Internal Revenue Code Sec. 104(a)(2) allows an exclusion for the amount of any damages received on account of personal injuries, whether by suit or settlement agreement. “Personal injury” is not defined in the Code, but Regs. Sec. 1.104-1 (c) specifies that the taxpayer’s claim must be a tort-type claim. Therefore, if an IRS attorney were to challenge the exclusion of these non-economic damages from gross income, this would be the basis of his or her argument.
Any damages awarded for a specific tort (in this case, physical injury) must first be defined as that specific tort. Two of the basic elements of any tort is causation and damages.

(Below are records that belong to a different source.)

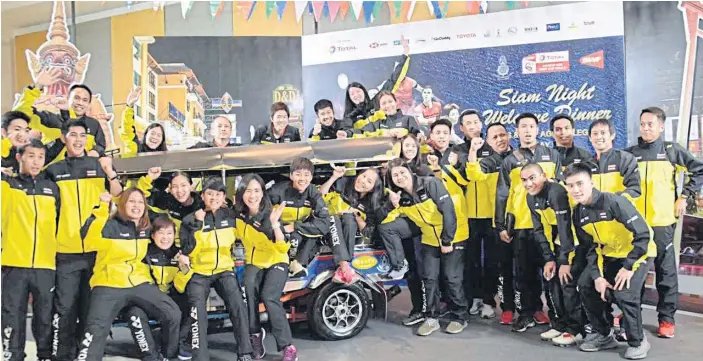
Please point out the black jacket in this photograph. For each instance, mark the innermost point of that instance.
(551, 211)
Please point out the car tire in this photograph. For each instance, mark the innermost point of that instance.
(339, 311)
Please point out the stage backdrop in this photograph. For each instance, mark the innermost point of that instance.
(547, 60)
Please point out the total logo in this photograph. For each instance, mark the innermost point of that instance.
(596, 60)
(554, 27)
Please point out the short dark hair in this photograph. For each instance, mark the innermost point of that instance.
(441, 121)
(301, 163)
(560, 116)
(81, 86)
(279, 106)
(33, 143)
(658, 112)
(577, 168)
(79, 122)
(602, 121)
(525, 116)
(215, 184)
(322, 104)
(12, 115)
(470, 112)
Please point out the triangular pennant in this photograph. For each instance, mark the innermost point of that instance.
(185, 7)
(281, 8)
(357, 7)
(343, 9)
(333, 9)
(368, 10)
(270, 7)
(474, 7)
(300, 7)
(317, 9)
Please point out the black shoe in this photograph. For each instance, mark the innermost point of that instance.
(523, 323)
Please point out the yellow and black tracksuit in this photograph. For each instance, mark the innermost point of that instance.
(511, 203)
(551, 215)
(431, 208)
(163, 266)
(49, 124)
(264, 135)
(616, 171)
(81, 181)
(308, 213)
(120, 279)
(209, 245)
(659, 162)
(162, 202)
(617, 237)
(482, 176)
(265, 274)
(30, 211)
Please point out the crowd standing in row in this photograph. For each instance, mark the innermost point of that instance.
(461, 223)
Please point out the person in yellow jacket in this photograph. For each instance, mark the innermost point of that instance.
(120, 277)
(207, 237)
(266, 271)
(162, 257)
(425, 202)
(30, 209)
(660, 162)
(81, 180)
(620, 251)
(75, 107)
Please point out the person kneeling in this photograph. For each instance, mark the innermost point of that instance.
(120, 278)
(620, 249)
(266, 270)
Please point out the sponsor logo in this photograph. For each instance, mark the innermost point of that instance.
(466, 36)
(540, 63)
(596, 60)
(503, 71)
(364, 262)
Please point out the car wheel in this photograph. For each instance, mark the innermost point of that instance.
(339, 311)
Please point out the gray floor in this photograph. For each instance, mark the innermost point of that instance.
(482, 340)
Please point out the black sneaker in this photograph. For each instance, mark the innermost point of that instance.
(413, 319)
(523, 323)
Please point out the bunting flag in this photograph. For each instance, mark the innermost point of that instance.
(357, 7)
(343, 9)
(216, 8)
(281, 8)
(368, 10)
(484, 6)
(317, 8)
(270, 7)
(300, 7)
(333, 9)
(474, 7)
(185, 7)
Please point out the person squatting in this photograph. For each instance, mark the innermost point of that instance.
(470, 226)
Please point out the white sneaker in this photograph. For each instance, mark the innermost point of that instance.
(488, 311)
(566, 339)
(551, 334)
(476, 306)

To exclude a settlement recovery (or any portion thereof) from taxation under section 104(a)(2)’s “physical injury or sickness” exception, the taxpayer must show that the settlement payment was received “on account of personal physical injuries or physical sickness.” The key to excluding settlement proceeds from gross income under section 104(a)(2) is establishing that the taxpayer suffered observable or documented bodily harm, such as broken bones, bruising, cuts, swelling or bleeding.
The injuring party must acknowledge that there was a physical injury so that both causation and damages may be defined in the settlement. If a settlement is “blind” as to the type of damages incurred, in that it does not specify that damages were for actual personal physical injuries or physical sickness, then the settlement proceeds will likely be includable in Gross Income.

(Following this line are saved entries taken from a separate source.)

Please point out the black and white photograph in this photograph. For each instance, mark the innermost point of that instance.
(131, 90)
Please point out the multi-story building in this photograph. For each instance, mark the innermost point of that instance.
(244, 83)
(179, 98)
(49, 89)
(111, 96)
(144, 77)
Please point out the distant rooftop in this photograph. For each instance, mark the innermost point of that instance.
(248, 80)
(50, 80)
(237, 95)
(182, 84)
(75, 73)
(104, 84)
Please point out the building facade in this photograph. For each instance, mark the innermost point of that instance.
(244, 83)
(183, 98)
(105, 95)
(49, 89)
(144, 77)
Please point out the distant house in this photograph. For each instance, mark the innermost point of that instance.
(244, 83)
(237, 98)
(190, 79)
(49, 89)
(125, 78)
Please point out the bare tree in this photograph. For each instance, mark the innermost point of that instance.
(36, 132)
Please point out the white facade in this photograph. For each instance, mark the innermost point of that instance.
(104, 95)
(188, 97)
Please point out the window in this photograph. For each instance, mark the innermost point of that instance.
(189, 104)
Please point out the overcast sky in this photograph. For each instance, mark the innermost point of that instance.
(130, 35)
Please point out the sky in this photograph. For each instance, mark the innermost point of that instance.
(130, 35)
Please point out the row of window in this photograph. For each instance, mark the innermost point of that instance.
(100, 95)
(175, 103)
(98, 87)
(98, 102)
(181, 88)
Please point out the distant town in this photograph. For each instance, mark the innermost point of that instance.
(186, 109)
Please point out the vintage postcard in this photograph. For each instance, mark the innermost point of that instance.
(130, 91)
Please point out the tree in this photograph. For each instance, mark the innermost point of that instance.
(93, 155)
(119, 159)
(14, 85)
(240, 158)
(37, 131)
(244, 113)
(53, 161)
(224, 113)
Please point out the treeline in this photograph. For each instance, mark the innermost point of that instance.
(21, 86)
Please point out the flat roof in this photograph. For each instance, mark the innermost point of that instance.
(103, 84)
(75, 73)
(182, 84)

On another note, the application of Sec. 104(a)(2) to damages proceeds because of discrimination statutes is usually taxable as well. These damages are called punitive damages, which are awarded to the victim of a tort to punish the wrongdoer. Sometimes these damages are awarded by a court. Sometimes they are part of a settlement out of court.
The general rule is punitive damages for most personal injury claims, whether or not physical, including those for discrimination, are not excludable from gross income. Again, the damages must be associated with personal physical injury and/or physical sickness to be excluded from income under Internal Revenue Code §104(a)(2). There are other exceptions.